Aella lantas mendongakan kepalanya, melihat siapa yang masuk ke dalam kamarnya. Dan maniknya terkejut ketika melihat Hanish tersenyum manis. Menatapnya lembut. Tanpa ba-bi-bu ia langsung memeluk erat lelaki bermata hazel tersebut. Menangis tersedu-sedu di sana. Hanish hanya membiarkan. Sesekali mengelus lembut punggungnya, menenangkan. Juga mengecup pucuk kepalanya.
"Ssh, why are you crying princess?"
Pelukannya semakin mengerat. Aella menelungkupkan wajahnya di ceruk leher Hanish. Ia tak peduli lagi kalau bahu dan baju bagian depan lelaki ini basah.

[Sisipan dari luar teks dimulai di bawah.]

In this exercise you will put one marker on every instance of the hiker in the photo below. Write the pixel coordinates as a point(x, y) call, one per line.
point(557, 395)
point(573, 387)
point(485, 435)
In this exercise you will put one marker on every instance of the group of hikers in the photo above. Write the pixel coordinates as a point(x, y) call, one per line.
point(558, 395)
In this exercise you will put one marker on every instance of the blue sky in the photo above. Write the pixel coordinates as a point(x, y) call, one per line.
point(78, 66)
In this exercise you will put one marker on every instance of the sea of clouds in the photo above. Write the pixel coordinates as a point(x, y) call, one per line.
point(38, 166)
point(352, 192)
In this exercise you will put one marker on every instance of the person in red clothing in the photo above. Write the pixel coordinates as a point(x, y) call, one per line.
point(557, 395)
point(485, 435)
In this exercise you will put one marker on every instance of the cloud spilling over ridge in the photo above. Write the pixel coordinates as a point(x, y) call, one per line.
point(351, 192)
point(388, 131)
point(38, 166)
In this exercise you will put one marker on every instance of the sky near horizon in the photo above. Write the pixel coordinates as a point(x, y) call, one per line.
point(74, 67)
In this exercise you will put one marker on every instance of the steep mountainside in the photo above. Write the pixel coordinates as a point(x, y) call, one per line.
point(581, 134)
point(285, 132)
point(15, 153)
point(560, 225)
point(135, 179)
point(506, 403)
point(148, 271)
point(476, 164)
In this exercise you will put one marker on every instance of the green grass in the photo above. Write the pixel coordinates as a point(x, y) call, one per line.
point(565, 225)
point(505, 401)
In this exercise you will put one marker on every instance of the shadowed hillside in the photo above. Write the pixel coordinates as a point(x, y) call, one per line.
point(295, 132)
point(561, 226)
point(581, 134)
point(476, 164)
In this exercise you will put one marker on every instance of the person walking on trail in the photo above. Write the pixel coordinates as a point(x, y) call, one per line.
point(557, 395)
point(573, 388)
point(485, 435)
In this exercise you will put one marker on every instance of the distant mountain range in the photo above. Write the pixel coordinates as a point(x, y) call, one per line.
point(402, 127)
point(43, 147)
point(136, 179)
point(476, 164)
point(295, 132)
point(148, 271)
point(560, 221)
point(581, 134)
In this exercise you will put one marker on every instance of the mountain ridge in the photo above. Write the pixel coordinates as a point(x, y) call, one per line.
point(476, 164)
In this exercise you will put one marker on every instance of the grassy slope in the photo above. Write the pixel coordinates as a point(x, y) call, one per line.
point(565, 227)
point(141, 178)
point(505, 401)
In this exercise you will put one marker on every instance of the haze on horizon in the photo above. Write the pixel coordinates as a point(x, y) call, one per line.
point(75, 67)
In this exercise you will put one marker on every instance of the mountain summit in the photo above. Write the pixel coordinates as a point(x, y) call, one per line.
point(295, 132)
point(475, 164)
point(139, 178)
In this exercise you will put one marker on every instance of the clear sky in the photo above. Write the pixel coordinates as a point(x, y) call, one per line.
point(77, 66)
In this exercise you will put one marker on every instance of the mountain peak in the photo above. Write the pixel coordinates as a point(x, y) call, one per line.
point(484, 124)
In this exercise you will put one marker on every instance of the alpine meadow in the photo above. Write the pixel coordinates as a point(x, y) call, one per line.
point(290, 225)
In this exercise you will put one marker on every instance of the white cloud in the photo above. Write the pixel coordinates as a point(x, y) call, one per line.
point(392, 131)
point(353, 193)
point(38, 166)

"Hei, berhenti … kau tidak lelah hm? Nanti matamu sembab"
Hanish mencoba membujuk gadis di pelukannya agar berhenti menangis. Tapi tak berhasil. Aella masih saja menumpahkan air matanya. Ia menyerah. Membiarkan Aella mengeluarkan seluruh kesedihannya. Sampai 10 menit kemudian ia merasa kalau Aella tidak lagi bersuara, dan terdengar dengkuran halus.
Ia tersenyum, membetulkan posisi gadisnya agar nyaman. Aella tertidur di pelukan Hanish. Ia sempat mencoba untuk melepaskan pelukan ketika dirasa Aella sudah benar benar tidur, tapi gadis itu dengan cepat mengeratkan kembali pelukannya.
Baiklah. Hanish menyerah. Ia mengelus pelan rambut panjang dengan aroma strawberry tersebut. Bersenandung pelan, berusaha membuat gadisnya terlelap nyaman. Sampai tak terasa matanya ikut memberat, kemudian tertidur pulas dengan pelukan hangat.